Howard’s fund gained about 15 percent since inception, the person said. That compares with a 7.1 percent return from equity hedge funds in the same period, according to data compiled by Bloomberg.
The dozen employees who made up the KKR Equity Strategies team were notified of the decision to shutter the fund on May 30, the person said. Most of them worked with Howard at Goldman Sachs, where he ran the U.S. desk of its principal strategies group.
Howard joined KKR in 2010 to start its first hedge fund. KKR gave Howard, a partner at the firm, $100 million to start the fund, according to marketing documents.
Arvind Raghunathan, 50, the former head of Deutsche Bank AG’s global arbitrage business who left with his team in 2009 to start Roc Capital Management LP, shuttered that hedge fund last year after losing money.
Portman Square Capital LLP, founded by ex-Citigroup Inc. proprietary-trading unit head Sutesh Sharma, 51, last year opened with about $100 million, less than a fifth of the amount originally sought. CEO Andy Mack resigned this year and the firm is reducing operations.
Flamand closed his Edoma Partners LLC in November 2012, a little more than two-and-a-half years after starting the hedge-fund firm. Man Group Plc said last month that Flamand will join the company as a senior money manager.

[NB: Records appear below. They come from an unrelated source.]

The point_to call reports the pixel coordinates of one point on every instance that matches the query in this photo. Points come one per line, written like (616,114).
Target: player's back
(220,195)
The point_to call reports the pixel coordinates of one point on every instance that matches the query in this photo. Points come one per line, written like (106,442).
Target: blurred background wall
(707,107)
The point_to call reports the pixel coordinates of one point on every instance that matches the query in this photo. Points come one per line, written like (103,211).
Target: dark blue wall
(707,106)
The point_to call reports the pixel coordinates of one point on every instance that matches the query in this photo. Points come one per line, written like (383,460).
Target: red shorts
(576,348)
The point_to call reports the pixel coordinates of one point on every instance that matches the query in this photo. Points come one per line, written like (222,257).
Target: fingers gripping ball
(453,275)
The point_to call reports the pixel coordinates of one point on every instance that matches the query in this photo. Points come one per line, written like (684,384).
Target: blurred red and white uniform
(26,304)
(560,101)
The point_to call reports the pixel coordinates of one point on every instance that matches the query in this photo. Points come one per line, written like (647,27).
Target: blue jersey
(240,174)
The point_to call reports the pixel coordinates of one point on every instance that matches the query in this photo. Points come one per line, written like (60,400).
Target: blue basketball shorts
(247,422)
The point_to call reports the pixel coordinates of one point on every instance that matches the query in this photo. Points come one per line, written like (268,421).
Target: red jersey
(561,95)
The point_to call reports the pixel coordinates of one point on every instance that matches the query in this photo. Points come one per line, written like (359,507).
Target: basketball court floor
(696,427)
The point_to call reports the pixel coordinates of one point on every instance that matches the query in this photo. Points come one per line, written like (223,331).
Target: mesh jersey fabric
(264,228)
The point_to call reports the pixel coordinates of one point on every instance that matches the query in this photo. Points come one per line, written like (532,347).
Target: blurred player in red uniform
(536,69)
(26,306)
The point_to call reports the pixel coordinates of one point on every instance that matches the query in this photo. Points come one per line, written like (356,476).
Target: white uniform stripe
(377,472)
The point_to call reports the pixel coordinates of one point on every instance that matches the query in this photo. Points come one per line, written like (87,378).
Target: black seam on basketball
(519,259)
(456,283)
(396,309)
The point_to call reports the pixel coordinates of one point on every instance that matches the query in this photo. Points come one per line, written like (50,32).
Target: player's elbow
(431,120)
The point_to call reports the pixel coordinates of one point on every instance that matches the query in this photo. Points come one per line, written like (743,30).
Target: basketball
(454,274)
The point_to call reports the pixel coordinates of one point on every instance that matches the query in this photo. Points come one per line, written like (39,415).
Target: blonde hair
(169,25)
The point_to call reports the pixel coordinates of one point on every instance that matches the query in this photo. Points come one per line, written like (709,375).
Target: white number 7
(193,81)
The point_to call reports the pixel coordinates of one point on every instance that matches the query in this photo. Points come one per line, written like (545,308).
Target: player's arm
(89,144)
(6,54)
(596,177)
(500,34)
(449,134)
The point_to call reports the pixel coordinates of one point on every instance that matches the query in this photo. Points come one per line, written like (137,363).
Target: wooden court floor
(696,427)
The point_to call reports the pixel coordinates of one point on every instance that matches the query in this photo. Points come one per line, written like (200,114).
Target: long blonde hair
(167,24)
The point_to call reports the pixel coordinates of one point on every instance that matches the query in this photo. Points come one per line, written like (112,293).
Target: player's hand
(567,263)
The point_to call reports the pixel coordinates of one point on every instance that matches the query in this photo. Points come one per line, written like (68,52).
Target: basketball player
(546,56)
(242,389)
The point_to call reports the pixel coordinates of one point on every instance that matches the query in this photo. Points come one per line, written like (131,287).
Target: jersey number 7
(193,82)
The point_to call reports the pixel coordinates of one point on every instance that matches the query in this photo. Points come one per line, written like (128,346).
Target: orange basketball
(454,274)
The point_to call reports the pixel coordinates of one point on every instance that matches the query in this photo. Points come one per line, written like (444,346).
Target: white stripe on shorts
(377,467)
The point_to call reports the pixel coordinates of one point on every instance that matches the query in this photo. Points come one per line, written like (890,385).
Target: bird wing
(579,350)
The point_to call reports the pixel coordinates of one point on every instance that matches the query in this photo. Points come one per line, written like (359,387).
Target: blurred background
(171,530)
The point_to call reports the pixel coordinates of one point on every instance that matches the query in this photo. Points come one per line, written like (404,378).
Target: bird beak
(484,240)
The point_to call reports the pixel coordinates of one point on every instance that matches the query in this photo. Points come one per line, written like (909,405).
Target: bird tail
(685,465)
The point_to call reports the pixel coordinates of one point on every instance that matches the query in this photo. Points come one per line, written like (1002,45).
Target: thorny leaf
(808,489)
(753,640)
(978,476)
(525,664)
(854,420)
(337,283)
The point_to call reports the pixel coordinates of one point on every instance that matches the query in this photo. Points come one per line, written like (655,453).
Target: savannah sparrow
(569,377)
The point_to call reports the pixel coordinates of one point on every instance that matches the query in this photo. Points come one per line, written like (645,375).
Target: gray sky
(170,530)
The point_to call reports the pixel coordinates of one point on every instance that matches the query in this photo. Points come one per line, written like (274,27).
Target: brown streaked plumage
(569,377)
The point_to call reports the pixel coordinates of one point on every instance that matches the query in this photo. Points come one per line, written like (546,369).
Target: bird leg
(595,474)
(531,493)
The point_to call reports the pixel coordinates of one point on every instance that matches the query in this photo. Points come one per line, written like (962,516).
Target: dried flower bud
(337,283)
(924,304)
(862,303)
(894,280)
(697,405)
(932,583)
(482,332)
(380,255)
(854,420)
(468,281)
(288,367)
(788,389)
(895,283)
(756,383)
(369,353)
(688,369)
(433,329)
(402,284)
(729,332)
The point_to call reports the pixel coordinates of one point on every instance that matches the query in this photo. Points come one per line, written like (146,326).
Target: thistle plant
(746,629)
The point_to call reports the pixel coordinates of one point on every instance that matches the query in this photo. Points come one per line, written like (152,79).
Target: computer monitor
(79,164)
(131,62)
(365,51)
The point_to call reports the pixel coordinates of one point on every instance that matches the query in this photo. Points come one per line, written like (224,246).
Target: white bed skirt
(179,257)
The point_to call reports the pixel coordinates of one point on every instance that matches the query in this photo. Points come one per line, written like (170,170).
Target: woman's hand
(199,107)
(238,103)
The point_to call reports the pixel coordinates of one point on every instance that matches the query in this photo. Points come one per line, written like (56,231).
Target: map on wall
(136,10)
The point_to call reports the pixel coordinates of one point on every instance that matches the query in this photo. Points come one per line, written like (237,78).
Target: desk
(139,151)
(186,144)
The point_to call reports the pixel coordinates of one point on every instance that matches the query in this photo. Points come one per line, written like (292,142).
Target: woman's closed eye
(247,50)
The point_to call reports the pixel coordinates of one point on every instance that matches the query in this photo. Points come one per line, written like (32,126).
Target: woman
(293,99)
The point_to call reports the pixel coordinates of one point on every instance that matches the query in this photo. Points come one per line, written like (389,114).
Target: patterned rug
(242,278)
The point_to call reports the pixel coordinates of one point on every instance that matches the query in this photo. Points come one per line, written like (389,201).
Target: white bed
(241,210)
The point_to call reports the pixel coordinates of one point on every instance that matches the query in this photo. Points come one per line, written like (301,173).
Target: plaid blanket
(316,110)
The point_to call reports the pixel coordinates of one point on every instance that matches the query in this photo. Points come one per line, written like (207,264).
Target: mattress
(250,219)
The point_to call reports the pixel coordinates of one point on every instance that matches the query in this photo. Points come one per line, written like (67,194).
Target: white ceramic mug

KKR said it will be focusing on KKR Prisma, a unit that has invested more than $10 billion in hedge funds, and the building of strategic stakes and backing of the firms. Last year KKR agreed to buy a 24.9 percent stake in Nephila Capital Ltd., a Bermuda-based firm that makes reinsurance-related investments.
KKR said it will also concentrate on its credit hedge funds that have about $800 million in assets. The firm last year bought Avoca Capital to expand its European credit business.
Buyout firms including Blackstone Group LP and Carlyle Group LP have built hedge fund investment units to diversify beyond private equity. Blackstone has grown its hedge fund investing unit, Blackstone Alternative Asset Management, into the world’s largest with $58 billion, according to its website.